Além disso, a entidade defendeu que a transparência na investigação de processos com “repercussões econômicas relevantes” são de “interesse público qualificado”, e que o dever da transparência é reforçado para garantir o controle social, a segurança jurídica, a previsibilidade e a legitimidade das decisões judiciais.

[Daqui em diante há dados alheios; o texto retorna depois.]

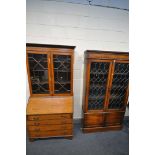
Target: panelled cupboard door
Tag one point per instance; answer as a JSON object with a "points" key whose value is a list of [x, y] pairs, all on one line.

Na investigação contra o Banco Master, a nota da federação defende que a publicidade é uma “técnica de contenção do poder”, e pode evitar abusos. Ou seja, evitar o risco de substituição da aplicação da lei pelos interesses e vontade de quem julga.
“Em uma ordem constitucional republicana, a publicidade dos atos jurisdicionais não é mero instrumento de comunicação institucional, mas técnica de contenção do poder: onde o exercício da jurisdição se afasta do escrutínio público, abre-se espaço para a substituição silenciosa do texto normativo pela vontade do intérprete, com prejuízo direto à legitimidade democrática das decisões”, pontuou a Fenia.
Oposição questiona atuação de Toffoli no caso Master
A Procuradoria-Geral da República (PGR) arquivou três pedidos protocolados pela oposição para afastar o ministro Toffoli da relatoria do caso Master no STF, enquanto uma ainda está pendente de análise. Depois de inúmeras críticas, o presidente do Supremo, Edson Fachin, defendeu a condução do seu par.
Ele publicou uma nota em que afirmou que o STF não se curva a ameaças ou intimidações, e que a “história será implacável” com aqueles que buscam destruir instituições para proteger “interesses escusos ou projetos de poder”.